Operation Euphrates Shield put into question Turkeys capacity for conducting military adventures abroad. The Turkish armed forces are the second largest army in NATO, but as the battle for Al-Bab dragged on they increasingly took on the appearance of a paper tiger.
Officially at least 70 Turkish soldiers were killed and for that sacrifice, they only managed to push 20 miles south of their respective border.
The Turkish armed forces began operation Euphrates shield with an intense convoy of military assets crossing the border into Syria on August 24. The ambitions of the operation were escalated August 25 by political leaders back home as it became clear ISIS would withdraw from a fight in Jarablus. President Erdogan had great expectations for what his armed forces could achieve. Al-Bab was not the desired goal, it was only the furthest outpost Erdogan and his allies could set up.Euphrates Shield did not go as planned. It took longer than expected for the TAF and their rebel proxies to make progress.
President Trump, as he so often reminds us, likes working with winners and his White House is interested in a quick military victory against ISIS. It becomes clearer why the administration has chosen to strengthen its alliance with the Syrian Democratic Forces (SDF) and snub the Turkish army and its proxy militias. The SDF are closer to reaching Raqqa than any other armed group on the ground in northern Syria. They can help the White House achieve their much sought after victory in Syria against ISIS.
It should be noted that of all the major foreign military actors on the ground, only Russia and Iran were welcomed by the Syrian government. A large presence of any anti-Assad force would be seen as incendiary and lead to more direct confrontation.
Turkey and the U.S both have to find a way to cooperate with this anti-terrorism coalition to reach their ultimate goals. The American goal was, up until the recent shift over a hoax sarin gas attack, was to dismantle terror networks in Syria that are a regional and international threat. Turkey’s objective will continue to be much the same, prevent the full-fledged autonomy or independence of Kurdish cantons on their southern border.
We’ve learned time and again over the course of this war that military victories on the ground are what will determine the future of Syrian politics. Turkey put boots on the ground very late in the conflict and its citizens should be skeptical of any plan by the Erdogan administration to begin new operations. The battle for Manbij, currently occupied by the SDF after ridding it of ISIS, would be far fiercer than even the resistance in Al-Bab, and there would be regional and international repercussions because nearly all actors on the ground in Syria would be skeptical of such a police action against an anti-ISIS force.
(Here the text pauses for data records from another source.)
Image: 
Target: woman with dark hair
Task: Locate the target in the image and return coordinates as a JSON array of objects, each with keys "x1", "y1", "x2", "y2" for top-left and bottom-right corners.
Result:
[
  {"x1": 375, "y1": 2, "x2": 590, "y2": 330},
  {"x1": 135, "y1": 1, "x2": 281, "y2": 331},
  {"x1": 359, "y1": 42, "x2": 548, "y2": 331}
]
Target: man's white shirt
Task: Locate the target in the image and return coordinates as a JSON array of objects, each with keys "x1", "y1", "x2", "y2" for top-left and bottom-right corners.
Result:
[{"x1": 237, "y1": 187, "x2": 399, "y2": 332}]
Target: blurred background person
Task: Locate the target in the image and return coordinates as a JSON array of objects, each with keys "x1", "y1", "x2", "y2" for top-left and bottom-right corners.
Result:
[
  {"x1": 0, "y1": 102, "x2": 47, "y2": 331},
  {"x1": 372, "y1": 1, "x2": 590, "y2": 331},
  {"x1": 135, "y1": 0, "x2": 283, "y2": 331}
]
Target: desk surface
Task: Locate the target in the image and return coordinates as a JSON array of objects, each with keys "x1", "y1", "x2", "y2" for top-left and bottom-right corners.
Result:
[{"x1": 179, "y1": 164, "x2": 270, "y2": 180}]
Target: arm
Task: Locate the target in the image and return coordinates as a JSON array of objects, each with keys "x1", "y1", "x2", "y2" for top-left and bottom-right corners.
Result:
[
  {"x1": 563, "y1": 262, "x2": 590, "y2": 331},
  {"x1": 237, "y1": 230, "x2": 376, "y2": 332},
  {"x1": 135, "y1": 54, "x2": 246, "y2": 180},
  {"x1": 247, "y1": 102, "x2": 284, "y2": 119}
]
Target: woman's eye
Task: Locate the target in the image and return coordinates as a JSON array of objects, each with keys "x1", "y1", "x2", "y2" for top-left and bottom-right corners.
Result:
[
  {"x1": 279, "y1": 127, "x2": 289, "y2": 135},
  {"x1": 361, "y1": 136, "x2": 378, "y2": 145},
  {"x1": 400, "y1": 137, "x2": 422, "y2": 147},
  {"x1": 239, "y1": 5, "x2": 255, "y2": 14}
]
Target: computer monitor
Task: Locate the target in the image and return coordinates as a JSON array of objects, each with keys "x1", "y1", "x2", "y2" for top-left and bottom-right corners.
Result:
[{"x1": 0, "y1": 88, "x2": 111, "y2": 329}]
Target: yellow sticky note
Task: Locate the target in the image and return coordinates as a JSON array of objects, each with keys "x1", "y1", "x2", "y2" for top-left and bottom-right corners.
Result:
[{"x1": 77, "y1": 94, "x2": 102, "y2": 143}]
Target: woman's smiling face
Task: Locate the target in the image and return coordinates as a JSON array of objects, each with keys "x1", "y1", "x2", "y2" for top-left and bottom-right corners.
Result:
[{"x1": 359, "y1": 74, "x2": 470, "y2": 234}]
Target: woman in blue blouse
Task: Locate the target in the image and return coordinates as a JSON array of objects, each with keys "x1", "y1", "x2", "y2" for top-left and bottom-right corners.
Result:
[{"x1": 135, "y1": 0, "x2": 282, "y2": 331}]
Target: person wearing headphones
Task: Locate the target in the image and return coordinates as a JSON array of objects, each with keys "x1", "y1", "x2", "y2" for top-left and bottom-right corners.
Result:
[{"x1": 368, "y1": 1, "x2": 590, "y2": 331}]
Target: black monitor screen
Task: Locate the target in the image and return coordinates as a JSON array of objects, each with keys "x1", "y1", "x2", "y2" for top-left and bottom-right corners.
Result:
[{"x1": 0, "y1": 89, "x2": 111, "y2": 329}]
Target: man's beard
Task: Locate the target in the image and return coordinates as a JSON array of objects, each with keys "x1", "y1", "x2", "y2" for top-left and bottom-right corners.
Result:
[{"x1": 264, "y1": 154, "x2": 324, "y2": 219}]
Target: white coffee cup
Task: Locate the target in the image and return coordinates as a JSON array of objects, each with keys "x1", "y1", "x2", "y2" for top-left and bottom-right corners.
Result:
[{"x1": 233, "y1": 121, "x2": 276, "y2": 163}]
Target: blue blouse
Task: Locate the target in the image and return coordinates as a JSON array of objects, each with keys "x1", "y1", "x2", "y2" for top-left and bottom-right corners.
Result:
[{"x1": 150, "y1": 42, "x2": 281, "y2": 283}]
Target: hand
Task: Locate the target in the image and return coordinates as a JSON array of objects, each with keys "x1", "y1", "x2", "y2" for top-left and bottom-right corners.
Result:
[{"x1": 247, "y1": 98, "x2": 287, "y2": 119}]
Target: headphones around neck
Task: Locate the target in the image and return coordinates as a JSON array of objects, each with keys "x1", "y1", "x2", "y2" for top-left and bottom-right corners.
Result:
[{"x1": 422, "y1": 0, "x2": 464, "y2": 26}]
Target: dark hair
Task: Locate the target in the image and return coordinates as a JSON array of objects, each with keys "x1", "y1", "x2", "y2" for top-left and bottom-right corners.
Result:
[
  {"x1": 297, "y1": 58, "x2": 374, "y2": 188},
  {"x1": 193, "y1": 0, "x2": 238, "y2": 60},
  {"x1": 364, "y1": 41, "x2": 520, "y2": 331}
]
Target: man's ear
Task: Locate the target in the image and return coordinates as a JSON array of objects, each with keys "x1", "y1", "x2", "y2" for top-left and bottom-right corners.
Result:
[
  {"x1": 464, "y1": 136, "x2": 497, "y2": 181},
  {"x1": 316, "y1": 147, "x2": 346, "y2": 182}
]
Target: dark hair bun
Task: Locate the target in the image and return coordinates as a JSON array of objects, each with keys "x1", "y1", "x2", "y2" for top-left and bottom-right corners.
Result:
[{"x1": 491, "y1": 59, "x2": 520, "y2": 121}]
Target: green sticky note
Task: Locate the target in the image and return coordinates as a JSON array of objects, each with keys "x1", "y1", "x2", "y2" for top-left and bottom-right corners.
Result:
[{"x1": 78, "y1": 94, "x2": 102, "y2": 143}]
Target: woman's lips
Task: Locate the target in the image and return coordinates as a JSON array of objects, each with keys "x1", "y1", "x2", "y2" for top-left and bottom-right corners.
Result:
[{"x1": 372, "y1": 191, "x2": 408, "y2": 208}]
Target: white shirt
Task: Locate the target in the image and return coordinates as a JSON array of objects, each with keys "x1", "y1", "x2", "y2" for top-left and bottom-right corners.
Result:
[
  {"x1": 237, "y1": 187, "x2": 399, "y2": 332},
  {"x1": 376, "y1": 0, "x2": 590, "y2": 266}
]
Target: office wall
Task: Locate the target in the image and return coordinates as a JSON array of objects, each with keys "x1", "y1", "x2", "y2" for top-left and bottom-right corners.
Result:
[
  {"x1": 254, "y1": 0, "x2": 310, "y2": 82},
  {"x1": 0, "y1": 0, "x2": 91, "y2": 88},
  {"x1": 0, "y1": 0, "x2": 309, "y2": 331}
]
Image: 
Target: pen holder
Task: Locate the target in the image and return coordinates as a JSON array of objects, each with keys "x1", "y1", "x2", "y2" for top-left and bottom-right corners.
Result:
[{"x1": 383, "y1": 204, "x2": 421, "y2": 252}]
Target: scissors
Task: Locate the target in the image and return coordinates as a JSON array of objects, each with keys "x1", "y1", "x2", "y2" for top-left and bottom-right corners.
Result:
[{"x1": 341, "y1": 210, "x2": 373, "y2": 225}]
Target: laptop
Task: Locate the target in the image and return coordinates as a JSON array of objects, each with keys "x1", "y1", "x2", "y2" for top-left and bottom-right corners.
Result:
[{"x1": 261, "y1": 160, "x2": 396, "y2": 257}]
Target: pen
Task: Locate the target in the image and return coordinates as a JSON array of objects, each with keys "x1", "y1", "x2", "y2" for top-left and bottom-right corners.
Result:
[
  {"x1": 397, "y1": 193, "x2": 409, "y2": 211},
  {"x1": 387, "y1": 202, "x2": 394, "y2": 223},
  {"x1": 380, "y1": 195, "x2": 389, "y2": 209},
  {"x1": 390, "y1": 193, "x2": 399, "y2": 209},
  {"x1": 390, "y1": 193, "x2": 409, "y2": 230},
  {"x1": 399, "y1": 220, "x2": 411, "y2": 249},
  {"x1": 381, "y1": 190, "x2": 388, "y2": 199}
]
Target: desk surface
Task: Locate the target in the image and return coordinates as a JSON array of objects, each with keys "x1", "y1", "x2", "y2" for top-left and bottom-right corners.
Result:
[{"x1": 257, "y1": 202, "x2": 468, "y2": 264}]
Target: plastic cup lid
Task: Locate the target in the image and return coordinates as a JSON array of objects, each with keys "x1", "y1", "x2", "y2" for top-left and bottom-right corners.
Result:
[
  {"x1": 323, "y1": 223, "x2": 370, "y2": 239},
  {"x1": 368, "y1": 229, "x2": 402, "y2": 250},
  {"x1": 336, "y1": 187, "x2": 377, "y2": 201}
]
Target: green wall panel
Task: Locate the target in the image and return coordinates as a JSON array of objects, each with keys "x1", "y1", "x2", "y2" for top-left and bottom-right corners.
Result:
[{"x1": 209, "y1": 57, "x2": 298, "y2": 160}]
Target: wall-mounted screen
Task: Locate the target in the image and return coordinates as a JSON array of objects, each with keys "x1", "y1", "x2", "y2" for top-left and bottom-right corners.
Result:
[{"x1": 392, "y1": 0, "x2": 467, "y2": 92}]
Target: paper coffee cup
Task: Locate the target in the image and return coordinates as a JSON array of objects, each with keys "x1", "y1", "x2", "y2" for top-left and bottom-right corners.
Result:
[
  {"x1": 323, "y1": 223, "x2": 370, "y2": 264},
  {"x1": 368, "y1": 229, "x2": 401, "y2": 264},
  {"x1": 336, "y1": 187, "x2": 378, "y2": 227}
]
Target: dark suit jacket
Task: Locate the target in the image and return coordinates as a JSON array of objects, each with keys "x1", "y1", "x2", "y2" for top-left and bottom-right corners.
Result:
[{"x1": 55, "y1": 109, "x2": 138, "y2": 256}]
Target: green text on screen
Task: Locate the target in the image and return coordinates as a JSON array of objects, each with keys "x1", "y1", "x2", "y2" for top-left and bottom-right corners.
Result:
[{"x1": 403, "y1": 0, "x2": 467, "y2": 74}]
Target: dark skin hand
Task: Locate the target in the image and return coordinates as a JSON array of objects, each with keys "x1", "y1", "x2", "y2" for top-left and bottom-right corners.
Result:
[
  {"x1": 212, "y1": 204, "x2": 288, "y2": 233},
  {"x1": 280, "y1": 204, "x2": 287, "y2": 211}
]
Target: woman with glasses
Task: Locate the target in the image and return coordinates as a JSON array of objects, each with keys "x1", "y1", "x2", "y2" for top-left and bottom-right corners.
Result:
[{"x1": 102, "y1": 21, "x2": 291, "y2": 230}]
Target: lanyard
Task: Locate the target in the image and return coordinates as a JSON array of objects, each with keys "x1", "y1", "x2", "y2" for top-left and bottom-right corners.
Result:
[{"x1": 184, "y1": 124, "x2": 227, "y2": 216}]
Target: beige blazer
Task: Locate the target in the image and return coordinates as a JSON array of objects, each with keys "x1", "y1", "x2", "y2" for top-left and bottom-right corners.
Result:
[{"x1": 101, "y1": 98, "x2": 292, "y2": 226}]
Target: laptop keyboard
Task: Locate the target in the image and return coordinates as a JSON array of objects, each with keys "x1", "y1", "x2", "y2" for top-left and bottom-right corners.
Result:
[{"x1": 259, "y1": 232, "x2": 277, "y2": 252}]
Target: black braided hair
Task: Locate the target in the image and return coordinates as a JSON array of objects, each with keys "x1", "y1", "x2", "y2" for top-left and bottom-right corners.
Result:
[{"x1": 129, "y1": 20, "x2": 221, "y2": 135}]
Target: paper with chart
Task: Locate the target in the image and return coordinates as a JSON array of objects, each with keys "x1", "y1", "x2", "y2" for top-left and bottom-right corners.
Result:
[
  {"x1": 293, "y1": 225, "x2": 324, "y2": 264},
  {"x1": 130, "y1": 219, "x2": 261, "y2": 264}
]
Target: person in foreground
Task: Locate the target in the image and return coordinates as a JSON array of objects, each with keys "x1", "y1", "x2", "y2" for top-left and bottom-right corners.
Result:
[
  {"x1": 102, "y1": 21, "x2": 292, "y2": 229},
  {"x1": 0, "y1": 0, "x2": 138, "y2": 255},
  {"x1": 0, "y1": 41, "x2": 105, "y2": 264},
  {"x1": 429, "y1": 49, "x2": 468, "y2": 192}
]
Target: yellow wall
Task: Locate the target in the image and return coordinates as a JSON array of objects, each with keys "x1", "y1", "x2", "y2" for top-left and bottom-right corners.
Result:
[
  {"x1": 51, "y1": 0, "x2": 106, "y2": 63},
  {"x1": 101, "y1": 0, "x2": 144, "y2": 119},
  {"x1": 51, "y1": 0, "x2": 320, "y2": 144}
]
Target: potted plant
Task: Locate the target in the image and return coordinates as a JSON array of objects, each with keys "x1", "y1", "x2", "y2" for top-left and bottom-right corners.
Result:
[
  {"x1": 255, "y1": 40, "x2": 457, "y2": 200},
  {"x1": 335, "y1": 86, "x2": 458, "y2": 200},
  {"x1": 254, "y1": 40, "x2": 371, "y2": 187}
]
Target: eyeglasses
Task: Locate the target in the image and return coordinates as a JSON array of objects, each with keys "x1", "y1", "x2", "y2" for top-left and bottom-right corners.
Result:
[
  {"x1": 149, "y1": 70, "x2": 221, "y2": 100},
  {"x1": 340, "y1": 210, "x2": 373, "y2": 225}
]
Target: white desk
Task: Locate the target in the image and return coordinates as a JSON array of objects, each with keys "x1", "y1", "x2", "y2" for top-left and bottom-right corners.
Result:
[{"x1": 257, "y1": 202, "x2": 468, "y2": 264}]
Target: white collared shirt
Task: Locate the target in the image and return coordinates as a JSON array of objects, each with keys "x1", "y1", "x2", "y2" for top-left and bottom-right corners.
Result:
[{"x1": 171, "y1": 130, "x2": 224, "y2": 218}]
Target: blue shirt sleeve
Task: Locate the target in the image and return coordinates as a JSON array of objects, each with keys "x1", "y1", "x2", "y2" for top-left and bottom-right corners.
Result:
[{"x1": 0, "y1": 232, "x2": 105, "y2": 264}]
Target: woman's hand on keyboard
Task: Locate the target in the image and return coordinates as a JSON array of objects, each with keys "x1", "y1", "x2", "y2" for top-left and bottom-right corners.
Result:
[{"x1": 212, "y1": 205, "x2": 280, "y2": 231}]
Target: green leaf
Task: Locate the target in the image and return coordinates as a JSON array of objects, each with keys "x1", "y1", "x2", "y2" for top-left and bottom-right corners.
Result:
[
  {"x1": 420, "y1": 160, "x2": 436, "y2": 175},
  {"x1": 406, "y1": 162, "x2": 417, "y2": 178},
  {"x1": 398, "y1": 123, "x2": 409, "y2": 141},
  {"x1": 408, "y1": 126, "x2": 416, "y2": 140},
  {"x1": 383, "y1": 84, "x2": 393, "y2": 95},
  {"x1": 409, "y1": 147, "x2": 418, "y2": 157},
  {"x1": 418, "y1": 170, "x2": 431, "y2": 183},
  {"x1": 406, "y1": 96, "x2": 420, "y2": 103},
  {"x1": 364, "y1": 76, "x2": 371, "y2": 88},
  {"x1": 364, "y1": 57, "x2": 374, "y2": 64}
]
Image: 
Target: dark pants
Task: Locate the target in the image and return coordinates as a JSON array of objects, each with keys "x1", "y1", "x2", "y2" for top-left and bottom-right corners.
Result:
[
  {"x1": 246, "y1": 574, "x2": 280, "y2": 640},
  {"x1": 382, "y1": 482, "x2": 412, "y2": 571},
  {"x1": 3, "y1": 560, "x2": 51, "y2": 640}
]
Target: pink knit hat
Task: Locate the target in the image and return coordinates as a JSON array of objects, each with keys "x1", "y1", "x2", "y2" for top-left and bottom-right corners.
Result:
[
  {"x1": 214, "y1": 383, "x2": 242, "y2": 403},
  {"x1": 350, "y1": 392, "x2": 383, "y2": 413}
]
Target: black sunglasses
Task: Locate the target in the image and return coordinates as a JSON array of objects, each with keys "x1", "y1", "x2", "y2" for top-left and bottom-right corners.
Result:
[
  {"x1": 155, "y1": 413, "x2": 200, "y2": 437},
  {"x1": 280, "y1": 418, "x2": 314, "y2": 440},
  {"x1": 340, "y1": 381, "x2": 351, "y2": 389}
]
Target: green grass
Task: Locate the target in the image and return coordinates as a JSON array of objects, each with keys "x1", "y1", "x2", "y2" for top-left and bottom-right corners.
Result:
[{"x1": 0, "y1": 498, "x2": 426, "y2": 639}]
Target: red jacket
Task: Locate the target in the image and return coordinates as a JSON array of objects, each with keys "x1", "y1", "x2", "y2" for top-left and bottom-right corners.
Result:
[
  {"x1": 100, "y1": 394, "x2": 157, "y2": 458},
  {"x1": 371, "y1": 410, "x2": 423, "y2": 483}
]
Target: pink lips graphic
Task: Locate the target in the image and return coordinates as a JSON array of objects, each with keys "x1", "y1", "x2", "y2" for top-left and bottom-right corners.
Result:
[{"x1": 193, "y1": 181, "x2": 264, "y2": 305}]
The American air strikes against a Syrian government military installation in Homs province certainly put into question whether the trajectory of the war is as predictable as it seemed just a week ago.
We who cover this conflict will have to learn how to read this new administration’s intentions because it’s clear there is no real strategy and policy is being made ad-hoc. There are some suggesting if the U.S. were to send in group troops, they would come from Turkey, which would force myself and others to seriously rethink what Turkey can achieve in Syria if the U.S. was to make such a wild shift. Unpredictability puts major stress on any analysis of the war’s trajectory. That probably won’t be a good thing for Syria in the long-run, especially as it just seemed to be nearing its endgame.